His voice had a tremor in it, as if a very little encouragement would bring tears.

“Yes,” said the other, “it is hard. I've been there. I had a girl six years old that was to me all yours is to you, and all she ever can be. I started off one Monday morning leaving her as happy as a lark. On Wednesday I was telegraphed to come in, and when I got home Thursday morning she didn't know me. Just as long as she could speak she kept asking for me. I never start out on a Monday morning but that I think of her, and I never walk toward the house Saturday night that I do not miss her. I don't know, but it seems to me that a traveling man has no business to have a wife and family.”

“I never knew you had lost a child,” said the other; “if I should lose my baby I believe I would go insane.”

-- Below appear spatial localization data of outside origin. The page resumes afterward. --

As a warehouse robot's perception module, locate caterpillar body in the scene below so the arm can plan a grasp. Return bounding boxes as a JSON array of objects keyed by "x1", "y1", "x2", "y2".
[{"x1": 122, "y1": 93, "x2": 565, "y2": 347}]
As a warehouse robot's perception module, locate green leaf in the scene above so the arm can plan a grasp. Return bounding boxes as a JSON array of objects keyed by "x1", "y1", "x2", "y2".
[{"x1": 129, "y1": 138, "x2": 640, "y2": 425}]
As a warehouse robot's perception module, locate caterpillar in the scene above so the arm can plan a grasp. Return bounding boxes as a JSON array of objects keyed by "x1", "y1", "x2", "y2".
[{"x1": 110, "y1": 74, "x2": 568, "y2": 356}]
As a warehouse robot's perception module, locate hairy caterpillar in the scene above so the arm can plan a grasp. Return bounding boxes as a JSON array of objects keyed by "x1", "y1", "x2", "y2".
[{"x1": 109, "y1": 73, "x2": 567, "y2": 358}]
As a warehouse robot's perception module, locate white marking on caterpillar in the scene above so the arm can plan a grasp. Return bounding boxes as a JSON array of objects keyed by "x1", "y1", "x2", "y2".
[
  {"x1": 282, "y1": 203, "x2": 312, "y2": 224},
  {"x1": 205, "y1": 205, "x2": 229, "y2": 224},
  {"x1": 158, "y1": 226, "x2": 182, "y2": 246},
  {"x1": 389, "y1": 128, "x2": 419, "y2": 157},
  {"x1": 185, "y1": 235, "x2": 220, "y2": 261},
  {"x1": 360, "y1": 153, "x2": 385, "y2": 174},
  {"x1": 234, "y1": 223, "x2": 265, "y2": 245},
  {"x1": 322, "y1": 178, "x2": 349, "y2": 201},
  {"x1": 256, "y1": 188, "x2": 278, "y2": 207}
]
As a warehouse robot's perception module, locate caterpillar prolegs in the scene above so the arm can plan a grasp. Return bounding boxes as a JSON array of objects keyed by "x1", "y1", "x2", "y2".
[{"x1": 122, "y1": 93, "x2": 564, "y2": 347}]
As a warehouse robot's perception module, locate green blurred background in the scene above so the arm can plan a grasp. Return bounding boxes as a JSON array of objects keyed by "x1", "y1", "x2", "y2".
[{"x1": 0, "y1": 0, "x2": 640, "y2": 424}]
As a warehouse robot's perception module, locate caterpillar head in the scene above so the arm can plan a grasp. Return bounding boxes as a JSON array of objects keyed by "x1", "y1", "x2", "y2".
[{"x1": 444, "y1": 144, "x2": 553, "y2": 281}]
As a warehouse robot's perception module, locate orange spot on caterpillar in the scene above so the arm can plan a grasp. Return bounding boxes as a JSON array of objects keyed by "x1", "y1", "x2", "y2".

“Oh, no, you wouldn't; you would do just as every one else does; you'd go on and suffer. But the men that can be with their families seven days in the week ought to thank their God every hour of the day.”

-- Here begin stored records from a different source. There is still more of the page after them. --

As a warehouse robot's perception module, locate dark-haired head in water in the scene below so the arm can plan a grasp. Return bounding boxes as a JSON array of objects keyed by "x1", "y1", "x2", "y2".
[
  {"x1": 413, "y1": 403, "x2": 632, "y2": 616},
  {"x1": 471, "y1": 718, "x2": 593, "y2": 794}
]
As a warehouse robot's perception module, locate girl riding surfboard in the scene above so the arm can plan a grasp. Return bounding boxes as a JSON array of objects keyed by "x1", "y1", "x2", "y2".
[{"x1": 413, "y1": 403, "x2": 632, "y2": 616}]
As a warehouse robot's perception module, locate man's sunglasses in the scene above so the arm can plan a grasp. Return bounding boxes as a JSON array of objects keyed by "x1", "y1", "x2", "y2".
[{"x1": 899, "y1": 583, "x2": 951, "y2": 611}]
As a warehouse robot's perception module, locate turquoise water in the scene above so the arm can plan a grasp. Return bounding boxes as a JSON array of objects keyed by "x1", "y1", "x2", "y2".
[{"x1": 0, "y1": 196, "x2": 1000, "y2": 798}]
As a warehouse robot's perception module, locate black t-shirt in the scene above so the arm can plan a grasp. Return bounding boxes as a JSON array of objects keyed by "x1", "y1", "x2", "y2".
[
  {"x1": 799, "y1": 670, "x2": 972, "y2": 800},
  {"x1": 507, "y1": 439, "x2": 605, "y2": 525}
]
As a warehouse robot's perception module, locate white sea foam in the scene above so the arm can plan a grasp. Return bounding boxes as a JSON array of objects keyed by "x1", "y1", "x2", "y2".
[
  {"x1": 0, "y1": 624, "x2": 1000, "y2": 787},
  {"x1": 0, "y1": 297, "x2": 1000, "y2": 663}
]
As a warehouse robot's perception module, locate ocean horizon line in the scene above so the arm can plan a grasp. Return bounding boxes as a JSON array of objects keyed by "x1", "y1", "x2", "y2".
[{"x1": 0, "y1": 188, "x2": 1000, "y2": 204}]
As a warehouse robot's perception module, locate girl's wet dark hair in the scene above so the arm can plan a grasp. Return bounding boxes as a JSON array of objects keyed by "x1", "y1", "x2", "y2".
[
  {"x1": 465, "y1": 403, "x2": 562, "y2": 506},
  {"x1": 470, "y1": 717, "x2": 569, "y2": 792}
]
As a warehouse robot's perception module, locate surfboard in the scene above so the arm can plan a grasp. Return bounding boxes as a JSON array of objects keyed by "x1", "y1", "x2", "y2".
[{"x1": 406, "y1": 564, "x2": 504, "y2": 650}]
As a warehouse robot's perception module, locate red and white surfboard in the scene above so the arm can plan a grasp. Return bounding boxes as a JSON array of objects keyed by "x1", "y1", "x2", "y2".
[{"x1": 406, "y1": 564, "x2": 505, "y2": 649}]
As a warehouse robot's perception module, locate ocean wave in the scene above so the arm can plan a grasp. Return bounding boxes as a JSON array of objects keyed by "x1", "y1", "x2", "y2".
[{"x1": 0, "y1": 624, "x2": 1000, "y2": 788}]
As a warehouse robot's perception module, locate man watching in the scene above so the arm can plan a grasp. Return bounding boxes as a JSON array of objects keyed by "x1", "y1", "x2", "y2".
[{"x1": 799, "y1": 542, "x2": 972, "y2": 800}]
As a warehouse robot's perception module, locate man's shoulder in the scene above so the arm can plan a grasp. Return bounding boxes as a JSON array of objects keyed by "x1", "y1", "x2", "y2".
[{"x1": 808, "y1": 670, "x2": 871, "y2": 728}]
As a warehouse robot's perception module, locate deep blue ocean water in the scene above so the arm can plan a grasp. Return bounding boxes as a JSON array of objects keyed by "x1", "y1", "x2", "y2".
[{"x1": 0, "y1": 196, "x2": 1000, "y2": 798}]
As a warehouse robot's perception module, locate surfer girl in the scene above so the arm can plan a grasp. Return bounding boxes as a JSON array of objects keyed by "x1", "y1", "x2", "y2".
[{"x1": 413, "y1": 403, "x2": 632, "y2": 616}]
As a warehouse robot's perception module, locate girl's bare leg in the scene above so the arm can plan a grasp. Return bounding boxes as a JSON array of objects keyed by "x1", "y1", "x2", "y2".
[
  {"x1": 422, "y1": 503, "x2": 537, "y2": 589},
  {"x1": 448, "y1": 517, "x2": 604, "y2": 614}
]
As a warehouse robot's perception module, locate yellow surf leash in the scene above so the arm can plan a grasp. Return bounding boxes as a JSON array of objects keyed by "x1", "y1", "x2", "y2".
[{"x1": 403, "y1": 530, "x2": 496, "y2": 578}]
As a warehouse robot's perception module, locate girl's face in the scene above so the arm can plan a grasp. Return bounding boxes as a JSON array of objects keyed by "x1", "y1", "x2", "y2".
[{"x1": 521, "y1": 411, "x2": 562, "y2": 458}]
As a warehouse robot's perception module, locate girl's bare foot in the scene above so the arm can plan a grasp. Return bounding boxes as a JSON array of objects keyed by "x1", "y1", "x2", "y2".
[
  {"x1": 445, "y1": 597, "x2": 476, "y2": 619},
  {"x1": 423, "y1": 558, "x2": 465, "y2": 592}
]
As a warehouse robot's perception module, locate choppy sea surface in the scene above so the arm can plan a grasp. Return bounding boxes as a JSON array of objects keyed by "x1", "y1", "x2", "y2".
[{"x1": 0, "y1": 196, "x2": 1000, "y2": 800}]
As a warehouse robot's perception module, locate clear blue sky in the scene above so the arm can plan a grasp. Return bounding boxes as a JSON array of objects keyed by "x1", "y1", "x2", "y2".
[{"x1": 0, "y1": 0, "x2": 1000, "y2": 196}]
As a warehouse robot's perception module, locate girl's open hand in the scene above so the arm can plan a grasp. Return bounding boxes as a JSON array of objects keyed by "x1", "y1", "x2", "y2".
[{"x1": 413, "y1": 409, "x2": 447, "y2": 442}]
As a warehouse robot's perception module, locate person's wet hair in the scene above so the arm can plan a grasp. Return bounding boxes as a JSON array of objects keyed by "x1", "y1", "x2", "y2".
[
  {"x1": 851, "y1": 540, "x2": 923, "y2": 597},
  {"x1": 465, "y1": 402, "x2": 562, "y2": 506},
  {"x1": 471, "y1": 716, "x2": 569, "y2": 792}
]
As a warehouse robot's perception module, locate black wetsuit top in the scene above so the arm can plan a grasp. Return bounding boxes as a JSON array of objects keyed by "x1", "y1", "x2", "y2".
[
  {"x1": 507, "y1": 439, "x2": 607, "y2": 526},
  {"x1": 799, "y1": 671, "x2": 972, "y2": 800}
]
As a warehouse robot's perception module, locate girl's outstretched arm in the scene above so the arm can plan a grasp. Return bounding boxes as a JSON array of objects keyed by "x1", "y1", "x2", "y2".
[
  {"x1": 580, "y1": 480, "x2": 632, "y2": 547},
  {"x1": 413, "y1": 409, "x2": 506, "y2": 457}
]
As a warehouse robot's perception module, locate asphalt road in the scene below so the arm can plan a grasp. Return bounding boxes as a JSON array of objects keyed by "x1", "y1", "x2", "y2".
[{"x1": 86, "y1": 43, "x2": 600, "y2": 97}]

“I travel a good deal by team,” said a third, “and am frequently driving as late as 10 or 11 o'clock at night. As I go along the road and see the light shining out of the windows, and see family groups in their homes, gathered around the lamp, I tell you, boys, I get homesick. It's the time of day I want to be at home with my family. I envy every man I see in such a home, and I contrast his condition, surrounded with his wife and children, and a long night of rest before him, with my work. I finish up my day at a late hour at night, then perhaps have to get up at an unearthly hour in the morning to catch a train. There's mighty little poetry in this kind of a life.”

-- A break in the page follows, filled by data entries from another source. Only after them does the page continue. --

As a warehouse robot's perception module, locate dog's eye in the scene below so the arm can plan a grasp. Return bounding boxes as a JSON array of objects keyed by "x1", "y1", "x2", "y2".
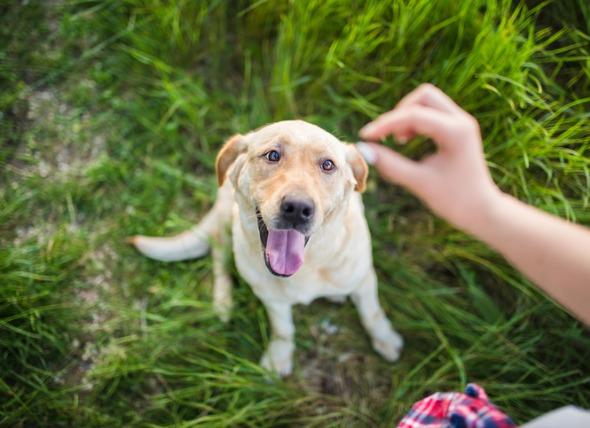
[
  {"x1": 264, "y1": 150, "x2": 281, "y2": 162},
  {"x1": 321, "y1": 159, "x2": 336, "y2": 172}
]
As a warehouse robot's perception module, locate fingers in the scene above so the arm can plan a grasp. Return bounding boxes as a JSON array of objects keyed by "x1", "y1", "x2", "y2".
[
  {"x1": 360, "y1": 105, "x2": 456, "y2": 147},
  {"x1": 395, "y1": 83, "x2": 465, "y2": 114},
  {"x1": 366, "y1": 143, "x2": 423, "y2": 189}
]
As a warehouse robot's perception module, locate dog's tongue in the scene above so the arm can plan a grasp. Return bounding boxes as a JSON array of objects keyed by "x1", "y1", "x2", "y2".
[{"x1": 266, "y1": 229, "x2": 305, "y2": 276}]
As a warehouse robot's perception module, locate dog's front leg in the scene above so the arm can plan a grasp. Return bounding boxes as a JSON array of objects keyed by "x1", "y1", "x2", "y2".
[
  {"x1": 260, "y1": 301, "x2": 295, "y2": 376},
  {"x1": 351, "y1": 269, "x2": 404, "y2": 361}
]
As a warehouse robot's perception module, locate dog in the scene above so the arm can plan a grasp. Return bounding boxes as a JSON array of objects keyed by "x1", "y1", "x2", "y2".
[{"x1": 130, "y1": 120, "x2": 403, "y2": 376}]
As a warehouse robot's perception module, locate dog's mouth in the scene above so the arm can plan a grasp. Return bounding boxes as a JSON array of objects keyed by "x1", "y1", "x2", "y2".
[{"x1": 256, "y1": 207, "x2": 309, "y2": 277}]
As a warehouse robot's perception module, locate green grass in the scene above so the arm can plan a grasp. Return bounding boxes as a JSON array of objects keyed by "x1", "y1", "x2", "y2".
[{"x1": 0, "y1": 0, "x2": 590, "y2": 426}]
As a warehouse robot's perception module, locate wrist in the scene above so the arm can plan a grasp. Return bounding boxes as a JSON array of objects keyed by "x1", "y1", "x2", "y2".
[{"x1": 458, "y1": 184, "x2": 511, "y2": 241}]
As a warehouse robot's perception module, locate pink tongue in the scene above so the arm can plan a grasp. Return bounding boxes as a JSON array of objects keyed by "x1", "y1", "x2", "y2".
[{"x1": 266, "y1": 229, "x2": 305, "y2": 276}]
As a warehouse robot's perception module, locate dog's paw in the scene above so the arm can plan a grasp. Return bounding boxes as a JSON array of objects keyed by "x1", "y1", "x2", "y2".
[
  {"x1": 373, "y1": 330, "x2": 404, "y2": 363},
  {"x1": 213, "y1": 299, "x2": 233, "y2": 323},
  {"x1": 326, "y1": 294, "x2": 346, "y2": 303},
  {"x1": 260, "y1": 340, "x2": 294, "y2": 377},
  {"x1": 213, "y1": 276, "x2": 234, "y2": 323}
]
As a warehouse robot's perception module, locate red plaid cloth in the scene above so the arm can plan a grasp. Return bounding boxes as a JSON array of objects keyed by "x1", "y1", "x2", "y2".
[{"x1": 397, "y1": 383, "x2": 516, "y2": 428}]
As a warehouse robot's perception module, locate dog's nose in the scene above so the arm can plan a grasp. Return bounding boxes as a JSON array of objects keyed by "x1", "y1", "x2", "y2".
[{"x1": 281, "y1": 198, "x2": 315, "y2": 226}]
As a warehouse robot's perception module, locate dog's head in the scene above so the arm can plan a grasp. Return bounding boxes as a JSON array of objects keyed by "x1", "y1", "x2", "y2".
[{"x1": 216, "y1": 120, "x2": 368, "y2": 277}]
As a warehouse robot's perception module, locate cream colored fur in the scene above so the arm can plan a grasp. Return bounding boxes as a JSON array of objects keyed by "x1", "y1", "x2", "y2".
[{"x1": 131, "y1": 121, "x2": 403, "y2": 376}]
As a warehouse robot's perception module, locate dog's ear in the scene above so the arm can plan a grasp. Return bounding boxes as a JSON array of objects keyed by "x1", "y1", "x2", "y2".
[
  {"x1": 215, "y1": 134, "x2": 246, "y2": 186},
  {"x1": 346, "y1": 144, "x2": 369, "y2": 192}
]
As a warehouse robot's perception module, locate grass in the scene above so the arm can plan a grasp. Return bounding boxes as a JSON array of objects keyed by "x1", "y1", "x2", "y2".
[{"x1": 0, "y1": 0, "x2": 590, "y2": 426}]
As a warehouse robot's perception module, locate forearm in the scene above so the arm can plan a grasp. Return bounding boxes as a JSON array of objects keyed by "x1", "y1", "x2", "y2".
[{"x1": 465, "y1": 193, "x2": 590, "y2": 325}]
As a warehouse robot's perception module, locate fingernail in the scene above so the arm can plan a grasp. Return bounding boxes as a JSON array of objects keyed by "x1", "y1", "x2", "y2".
[
  {"x1": 359, "y1": 123, "x2": 375, "y2": 135},
  {"x1": 356, "y1": 141, "x2": 377, "y2": 165}
]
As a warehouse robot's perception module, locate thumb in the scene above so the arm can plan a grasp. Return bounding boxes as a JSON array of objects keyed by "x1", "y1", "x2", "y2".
[{"x1": 367, "y1": 143, "x2": 422, "y2": 190}]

“But, after all,” said the first speaker, “our wives suffer the most. They have the responsibility of the home and children on their shoulders all the time, and they worry more or less over us. My wife never sees a boy coming to the door with a circular but she thinks he has a dispatch saying I am either maimed or killed in a railroad accident. Then if the children are sick she has to shoulder the burden alone, and it is all the greater because she always tortures herself by believing that she must be in some way to blame. I tell you our wives have the hardest part to bear.”

“That's so,” came from several.


CHAPTER XXII.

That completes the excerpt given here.